I listed all of the studies that were judged usable in at least one of these reviews, removed duplicates, then went through them all and determined, either from the review article or from the study’s abstract, what it concluded. There were 39 studies used, and all 39 failed to find a connection between vaccines and autism. 4 studies were rejected as methodologically unsound by all reviews that considered them; 3 of the 4 found a connection.

(I was, as usual, irked that if a study failed to prove the existence of a link given various assumptions, it was usually cited as having shown that there was no link.)

I understand that even a single study indicating a connection would immediately be seized on by anti-vaccination activists. (I’ve even seen them manage to take a study that indicated no connection, copy a graph in that study that indicated no connection, and write an analysis claiming it proved a connection.) Out there in the real world, maybe it’s good to suppress any such studies. Maybe.

But here on LessWrong, where our job is not physical health, but mental practice, we shouldn’t kid ourselves about what the literature is doing. Our medical research methodologies are not good enough to produce 39 papers and have them all reach the right conclusion. The chances of this happening are only .95 ^ 39 = 0.13, even before taking into account publication and error bias.

Note: This does not apply in the same way to reviews that show a link between X and Y

If the scientific community felt compelled to revisit the question of whether gravity causes objects to fall, and conducted studies using a 95% confidence threshold comparing apples dropped on Earth to apples dropped in deep space, we would not expect 5% of the studies to conclude that gravity has no effect on apples. 95% confidence means that, even if there is no link, there’s a 5% chance the data you get will look as if there is a link.

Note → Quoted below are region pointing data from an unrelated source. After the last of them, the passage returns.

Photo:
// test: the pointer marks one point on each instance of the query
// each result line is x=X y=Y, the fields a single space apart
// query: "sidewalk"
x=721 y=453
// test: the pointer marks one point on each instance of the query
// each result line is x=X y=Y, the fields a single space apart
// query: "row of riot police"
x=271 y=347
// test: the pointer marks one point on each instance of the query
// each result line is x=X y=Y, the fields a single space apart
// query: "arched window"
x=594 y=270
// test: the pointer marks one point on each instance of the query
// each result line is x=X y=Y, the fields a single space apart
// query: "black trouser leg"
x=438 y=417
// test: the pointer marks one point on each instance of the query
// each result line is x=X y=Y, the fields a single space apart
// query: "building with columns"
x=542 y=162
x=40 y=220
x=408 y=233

It does not mean that if there is a link, there’s a 5% chance the data will look as if there isn’t. (In fact, if you’re wondering how small studies and large studies can all have 95% confidence, it’s because, by convention, the extra power in large studies is spent on being able to detect smaller and smaller effects, not on higher and higher confidence that a detected effect is real. Being able to detect smaller and smaller effects means having a smaller and smaller chance that, if there is an effect, it will be too small for your study to detect. Having “95% confidence” tells you nothing about the chance that you’re able to detect a link if it exists. It might be 50%. It might be 90%. This is the information black hole that priors disappear into when you use frequentist statistics.)

Critiquing bias

One plausible mechanism is that people look harder for methodological flaws in papers they don’t like than in papers that they like. If we allowed all 43 of the papers, we’d have 3 / 43 finding a link, which would still be surprisingly low, but possible.

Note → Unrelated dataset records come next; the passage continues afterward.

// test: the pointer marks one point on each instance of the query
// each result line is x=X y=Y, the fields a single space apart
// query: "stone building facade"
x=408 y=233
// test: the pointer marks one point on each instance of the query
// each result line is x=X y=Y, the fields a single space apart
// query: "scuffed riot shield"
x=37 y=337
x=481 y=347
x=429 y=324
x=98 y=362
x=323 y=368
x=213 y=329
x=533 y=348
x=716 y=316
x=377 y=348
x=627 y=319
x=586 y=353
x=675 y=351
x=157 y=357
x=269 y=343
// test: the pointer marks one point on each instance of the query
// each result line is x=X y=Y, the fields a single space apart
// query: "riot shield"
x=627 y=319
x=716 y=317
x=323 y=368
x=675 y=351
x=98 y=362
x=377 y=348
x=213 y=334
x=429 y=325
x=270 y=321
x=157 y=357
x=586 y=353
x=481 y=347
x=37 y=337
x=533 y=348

To test this, I looked at Magnuson 2007, “Aspartame: A Safety Evaluation Based on Current Use Levels, Regulations, and Toxicological and Epidemiological Studies” (Critical Reviews in Toxicology,37:629–727). This review was the primary—in fact, nearly the only—source cited by the most-recent FDA review panel to review the safety of aspartame. The paper doesn’t mention that its writing was commissioned by companies who sell aspartame. Googling their names revealed that at least 8 of the paper’s 10 authors worked for companies that sell aspartame, either at the time that they wrote it, or shortly afterwards.

I went to section 6.9, “Observations in humans”, and counted the number of words spent discussing possible methodological flaws in papers that indicated a link between aspartame and disease, versus the number of words spent discussing possible methodological flaws in papers that indicated no link. I counted only words suggesting problems with a study, not words describing its methodology.

224 words were spent critiquing 55 studies indicating no link, an average of 4.1 words per study. 1375 words were spent critiquing 24 studies indicating a link, an average of 57.3 words per study.

(432 of those 1375 words were spent on a long digression arguing that formaldehyde isn’t really carcinogenic, so that figure goes down to only 42.9 words per positive-result study if we exclude that. But that’s… so bizarre that I’m not going to exclude it.)